Il gruppo «vuoti» e il gruppo «pieni»…entrambi a rendere J
Edifici: 5 (1: manica lunga, 2: torre, 3: ed. a punta, 4: silos, 5: ed. ganascia)
Funzioni: serra (accoglie attività), teca (accoglie oggetti)
Elaborati finali: n.2 tavole 50x50 (set design, abaco) x progetto, n.1 plastico 1:200 per gruppo
G. VUOTI
Il gruppo Vuoti si articolerà in sotto-gruppi, ciascuno dei quali svilupperà una ipotesi progettuale
basata sulla definizione degli spazi interstiziali, dei vuoti TRA gli edifici (in-between).
Il vuoto dovrà trovare una propria forma attraverso il progetto di involucri che possano includere lo
spazio tra almeno due edifici. I sottogruppi dovranno scegliere lo spazio interstiziale (“braccio”) tra
uno dei nove presenti nell’area: tra gli edifici 1-2, 1-3, 1-4, 1-5, 2-4, 3-4, 3-5, 4-4, 5-4.
Al termine della seconda settimana verranno costituite 2 strutture operative: la prima formata da un
rappresentante di ciascuno dei sotto-gruppi (che hanno elaborato un proprio progetto) e la seconda che includerà tutti gli altri.
La prima struttura dovrà elaborare un modello che in scala 1:200 rappresenti l’insieme delle ipotesi
progettuali messe a punto durante le prime due settimane.
La seconda struttura provvederà a curare la rappresentazione grafica dei singoli progetti facendo
particolare attenzione a due tipi di elaborati: restituzioni prospettiche ricavate da modellazioni digitali (set design), rappresentazioni sinottiche delle soluzioni di dettaglio individuate e delle sezioni/profili delle sagome che descriveranno i nuovi spazi (abachi).
G. PIENI
Il gruppo Pieni si articolerà in sotto-gruppi, ognuno dei quali svilupperà ipotesi progettuali relative a
ciascuno dei 5 manufatti presenti in area, considerandoli come pre-esistenze definite dai propri perimetri e dalla propria struttura.

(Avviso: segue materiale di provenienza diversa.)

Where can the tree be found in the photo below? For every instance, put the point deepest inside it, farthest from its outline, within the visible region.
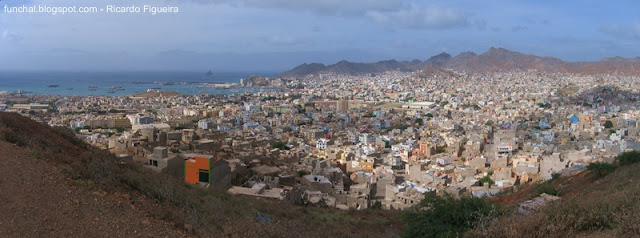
(447, 216)
(280, 145)
(601, 169)
(608, 124)
(486, 180)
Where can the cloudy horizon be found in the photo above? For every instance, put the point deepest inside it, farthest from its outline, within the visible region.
(275, 35)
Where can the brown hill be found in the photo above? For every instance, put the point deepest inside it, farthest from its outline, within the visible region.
(499, 59)
(54, 185)
(494, 60)
(156, 93)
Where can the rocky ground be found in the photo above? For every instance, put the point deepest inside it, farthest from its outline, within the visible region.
(38, 200)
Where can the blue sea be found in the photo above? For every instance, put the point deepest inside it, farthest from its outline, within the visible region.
(120, 83)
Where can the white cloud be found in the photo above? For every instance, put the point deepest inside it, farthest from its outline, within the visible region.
(323, 7)
(414, 16)
(631, 31)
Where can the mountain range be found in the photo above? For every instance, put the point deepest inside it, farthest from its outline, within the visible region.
(494, 60)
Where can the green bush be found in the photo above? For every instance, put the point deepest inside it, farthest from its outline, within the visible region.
(601, 169)
(628, 158)
(280, 145)
(447, 216)
(608, 124)
(548, 188)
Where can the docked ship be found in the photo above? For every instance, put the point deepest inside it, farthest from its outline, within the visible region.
(208, 76)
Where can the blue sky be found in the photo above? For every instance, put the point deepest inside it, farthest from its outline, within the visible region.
(236, 35)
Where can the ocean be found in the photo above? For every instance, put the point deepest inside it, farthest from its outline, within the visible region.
(120, 83)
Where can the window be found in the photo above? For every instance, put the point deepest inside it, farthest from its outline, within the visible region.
(203, 176)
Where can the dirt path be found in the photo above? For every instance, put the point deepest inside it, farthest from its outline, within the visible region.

Gli scenari progettuali potranno articolarsi a varia scala (SML): dalla previsione di involucri che inglobino l’intero edificio considerato, alla proposta di sostituzione di parti, di addizioni, di inclusioni
eccetera.
La terza settimana ciascun sotto-gruppo si dedicherà alla realizzazione del proprio plastico, sempre in scala 1:200, e alla elaborazione dei grafici: restituzioni prospettiche ricavate da modellazioni
digitali (set design), rappresentazioni sinottiche delle soluzioni di dettaglio individuate e delle opportunità combinatorie che le varie ipotesi progettuali possano prospettare (abachi).